((This was actually written at the very beginning of the ashes plot, but I'm reposting it as a journal to keep them all together outside of the storyline. But I think reposting it now that everything is all over kinda makes it resonate with an even more somber tune.))
Cause and Effect
“Kill him.” Mit’suama’s voice rang with an uncharacteristic demanding that managed to make itself audible over the agonized shrieks that tore from Aeronn’s throat.
“Kill him.” The order was repeated, and while the druid had heard it, he chose to ignore it, much as he had the first time it was issued. D’Arsano didn’t know if she had spoken a third time, or if her voice and its cold, uncaring tone was only echoing through his mind. But it made him grit his teeth, and focus all of his frustration into the magic frothing from his fingertips. The screams of the man beneath his hands finally became little more than involuntary whimpers as that healing magic lulled him into a forced slumber.
Aside from those soft whines, an eerie hush had fallen over the room. It was only then D’Arsano registered that his wife was still there. The priestess had ceased her crying, but the look of shock and utter despair had not left her face, accented by a raw red tingeing the purple of her skin beneath her eyes. He felt a part of himself begin to wither, then. Such a thing should not be replacing her smile. Oh, how he hated it.
“Kill him.” Mit’suama sliced the air once more, drawing his attention back to the task at hand, “You know what he carries, bound to that arm.”
“No,” the protest was nearly growled as it left D’Arsano’s throat. The energy flowing from his hands gave a sudden and fleeting surge. He felt his sister’s eyes boring through his skull. It was maddening.
“And if you don’t, you put everyone in this village in danger,” the warden’s voice was low, dripping with something he could only place as contempt.
He heard Lasheya choke back another wave of sobs.
Aeronn groaned, before falling silent.
There was so much blood. Goddess, there was so much blood.
“Kill him!”
“NO!” the druid roared. His voice resonated through the room, and shook the empty marble halls. “I’m a druid, damnit! My job is to preserve life, not end it!” The look he shot in the warden’s direction was venomous, punctuated crisply with bared teeth.
The memory was painfully clear. That day, he fought to save his wife’s brother, despite the demon sealed in his right arm, the very demon who nearly destroyed all of them. And that same day, he lost his baby sister. It was that day she severed their ties, the ones that had been fraying since her impulsive decision to become a warden.
All because of a choice he made. He suffered the consequences.
And he remembered the time that followed, perforated with Aeronn’s screams in the dead of night, and the terrors that came with them. He watched the paranoia envelop a man who once stood tall, and almost proud. But now he stooped, and shook, crying “Why? Why didn’t you just let it kill me?”
And Lasheya asked him why her brother had to suffer like this.
All because of a choice he made.
He chose to take in a young girl, feral and scared, fleeing from the wardens’ den that threatened to break her very being. And then he could only stand there as she was torn away from him, screaming to save her from the woman he had once known as sister.
All because of a choice he made.
Though in the years that followed, he watched that broken girl fix a broken man. Together, in their fragmented pieces, he watched Chrissinne and Aeronn become whole in each other. All because he had fought to preserve their lives at every turn.
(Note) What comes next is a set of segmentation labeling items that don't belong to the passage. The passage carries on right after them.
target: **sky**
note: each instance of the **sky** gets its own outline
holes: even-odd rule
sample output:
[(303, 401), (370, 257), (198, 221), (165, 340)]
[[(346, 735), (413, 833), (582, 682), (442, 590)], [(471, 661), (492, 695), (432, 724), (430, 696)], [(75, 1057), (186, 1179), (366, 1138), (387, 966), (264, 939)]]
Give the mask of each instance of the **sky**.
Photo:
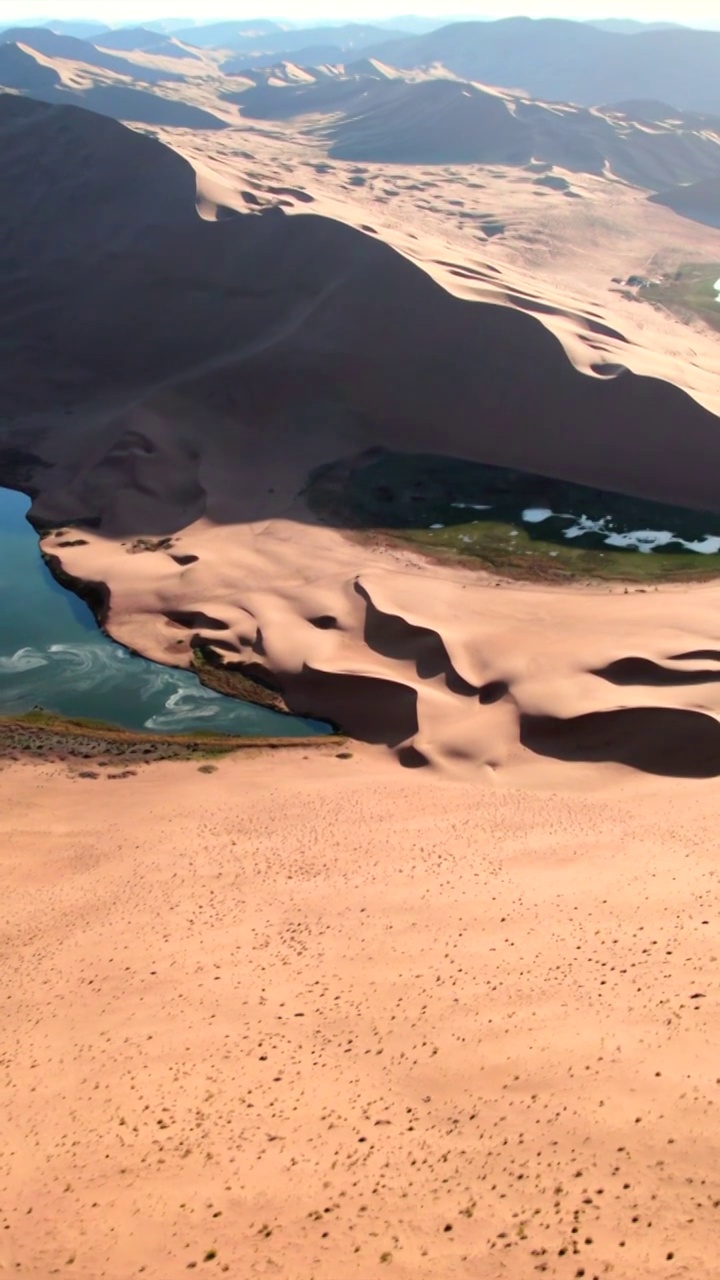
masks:
[[(0, 26), (18, 19), (92, 18), (99, 22), (129, 23), (135, 20), (188, 17), (202, 22), (227, 18), (269, 17), (275, 8), (268, 0), (0, 0)], [(343, 18), (348, 22), (392, 18), (397, 10), (429, 17), (445, 14), (483, 18), (509, 18), (521, 13), (530, 18), (639, 18), (643, 22), (683, 22), (696, 27), (716, 27), (717, 0), (278, 0), (273, 17), (288, 19)], [(4, 12), (8, 13), (5, 20)]]

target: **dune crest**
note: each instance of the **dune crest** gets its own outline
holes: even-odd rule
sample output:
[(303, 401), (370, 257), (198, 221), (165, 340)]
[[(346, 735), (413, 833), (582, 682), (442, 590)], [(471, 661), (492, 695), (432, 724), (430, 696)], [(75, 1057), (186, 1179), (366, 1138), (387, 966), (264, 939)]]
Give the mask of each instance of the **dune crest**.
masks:
[[(20, 99), (0, 110), (15, 196), (4, 243), (54, 332), (53, 355), (33, 347), (35, 311), (10, 300), (0, 444), (50, 463), (35, 518), (77, 522), (83, 545), (50, 535), (44, 549), (106, 584), (114, 636), (177, 666), (197, 652), (234, 663), (292, 712), (413, 765), (489, 777), (534, 762), (539, 776), (566, 765), (564, 726), (582, 721), (579, 764), (642, 767), (624, 716), (641, 710), (651, 736), (711, 732), (715, 673), (675, 676), (673, 654), (717, 646), (716, 588), (498, 588), (319, 525), (302, 490), (314, 468), (382, 442), (717, 509), (712, 413), (657, 379), (583, 375), (532, 314), (455, 297), (338, 221), (277, 209), (202, 221), (191, 168), (120, 125)], [(51, 255), (24, 216), (36, 168), (23, 157), (38, 152), (63, 210)], [(111, 237), (92, 216), (101, 189)], [(64, 384), (59, 415), (54, 379), (81, 361), (94, 374)], [(683, 773), (674, 751), (664, 768)]]

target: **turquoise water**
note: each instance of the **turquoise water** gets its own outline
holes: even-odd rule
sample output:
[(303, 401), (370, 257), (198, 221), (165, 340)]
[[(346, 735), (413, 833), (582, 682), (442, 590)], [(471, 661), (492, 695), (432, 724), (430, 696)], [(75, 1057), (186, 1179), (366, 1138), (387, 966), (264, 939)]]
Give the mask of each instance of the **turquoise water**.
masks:
[(24, 494), (0, 489), (0, 716), (42, 707), (122, 728), (302, 737), (327, 726), (223, 698), (114, 644), (46, 568)]

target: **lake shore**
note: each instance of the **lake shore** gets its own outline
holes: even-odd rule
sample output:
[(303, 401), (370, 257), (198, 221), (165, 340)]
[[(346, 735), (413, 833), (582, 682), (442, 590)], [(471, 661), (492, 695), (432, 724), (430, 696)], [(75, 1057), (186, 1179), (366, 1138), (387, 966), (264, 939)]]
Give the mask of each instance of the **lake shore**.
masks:
[(263, 737), (229, 733), (140, 733), (90, 719), (35, 710), (0, 716), (0, 763), (22, 756), (46, 760), (99, 760), (110, 756), (135, 763), (225, 756), (234, 751), (277, 751), (284, 748), (341, 750), (347, 739), (336, 735)]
It all came crashing down as Aeronn’s hold on the demon began to deteriorate, and it swallowed him. It was slow, and agonizingly cruel to watch it consume him, twist him into something so unrecognizable, so vile. Chrissinne crumbled into pieces once more, the moment she took his life. And there was D’Arsano, scrambling to gather them all and press them back into place.
Again, there was suffering, because of a choice he made.
It all seemed to repeat, again and again. Cause and effect. Choice and consequence.
By the time the Druids of the Flame began their rise to power, D’Arsano was all too familiar with the notion that every choice had its consequence. He knew to see it through.
Every choice he made had its consequence. Guilt was a ghost that would never cease to haunt him, even though he knew they had to make choices, too.